Rindle turns collections of per-ticker CSV files into contiguous sliding-window tensors that are ready for deep learning workflows. The Python extension wraps the C++20 data preparation engine behind a small, NumPy-friendly API so you can configure builds, materialize datasets, and recover fitted scalers directly from notebooks or training scripts.

Highlights

  • Deterministic dataset builds – declare the window geometry, scaler, and input schema with rindle.create_config and let the engine emit consistent results across runs.
  • Multi-threaded – both build_dataset and get_dataset parallelize work across tickers and windows using a C++ thread pool.

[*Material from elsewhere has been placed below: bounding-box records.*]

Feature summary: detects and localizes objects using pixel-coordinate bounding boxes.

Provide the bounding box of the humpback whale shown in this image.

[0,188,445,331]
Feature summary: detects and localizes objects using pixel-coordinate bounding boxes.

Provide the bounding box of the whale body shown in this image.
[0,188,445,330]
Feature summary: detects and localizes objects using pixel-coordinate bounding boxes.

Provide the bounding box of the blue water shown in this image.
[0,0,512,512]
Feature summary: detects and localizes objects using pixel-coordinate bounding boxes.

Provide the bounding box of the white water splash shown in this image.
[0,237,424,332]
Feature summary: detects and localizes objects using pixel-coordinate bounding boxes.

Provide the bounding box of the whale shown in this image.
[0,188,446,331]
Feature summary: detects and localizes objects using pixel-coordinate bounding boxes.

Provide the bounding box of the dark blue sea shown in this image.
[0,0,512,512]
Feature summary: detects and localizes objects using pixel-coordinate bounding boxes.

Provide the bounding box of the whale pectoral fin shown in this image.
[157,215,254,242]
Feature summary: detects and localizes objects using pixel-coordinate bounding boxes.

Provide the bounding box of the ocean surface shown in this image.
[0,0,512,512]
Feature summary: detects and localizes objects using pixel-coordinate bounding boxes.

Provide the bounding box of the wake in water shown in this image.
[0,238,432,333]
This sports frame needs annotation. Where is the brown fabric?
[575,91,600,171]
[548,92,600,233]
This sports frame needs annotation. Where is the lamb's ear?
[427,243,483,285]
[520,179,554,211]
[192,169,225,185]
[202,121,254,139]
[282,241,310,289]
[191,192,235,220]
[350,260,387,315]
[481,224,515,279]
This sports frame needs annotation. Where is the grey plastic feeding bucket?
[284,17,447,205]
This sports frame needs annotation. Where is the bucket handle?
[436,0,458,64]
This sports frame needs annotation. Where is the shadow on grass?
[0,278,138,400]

An optional thread_count parameter (default 0 = auto) gives explicit control. The Python GIL is released during these calls so other threads stay responsive.
  • Manifest-driven reloads – rehydrate tensors on demand with rindle.get_dataset using the in-memory manifest returned by a build or a saved manifest.json file.
  • NumPy integration – feature (Dataset.X) and target (Dataset.Y) tensors are exposed as NumPy arrays with shape (windows, sequence_length, features) and float32 precision for direct use with frameworks such as PyTorch or TensorFlow.
  • Scaler introspection – fetch the fitted scaler for any ticker/feature pair to invert predictions or understand the normalization that was applied.

Installation

The package ships with pre-built wheels when possible and can also be compiled locally with a C++20 toolchain.

pip install rindle

Building from source requires a compiler with C++20 support, CMake 3.18+, and Python 3.9 or newer. When working from a clone of the repository:

python -m pip install --upgrade pip
python -m pip install build
python -m build
python -m pip install dist/rindle-*.whl

Quickstart

from pathlib import Path
import rindle

config = rindle.create_config(
    input_dir=Path("data/raw_prices"),
    output_dir=Path("data/processed"),
    feature_columns=["Open", "High", "Low", "Close", "Volume"],
    seq_length=64,
    future_horizon=8,
    target_column="Close",
    time_mode=rindle.TimeMode.UTC_NS,
    row_major=False,
    scaler_kind=rindle.ScalerKind.Standard,
)

manifest = rindle.build_dataset(config)  # parallelized across tickers

# Load full dataset (default)
dataset = rindle.get_dataset(manifest)  # parallelized tensor fill

# Load a random 10% sample (maintains ticker distribution)
dataset_small = rindle.get_dataset(manifest, percentage=0.1)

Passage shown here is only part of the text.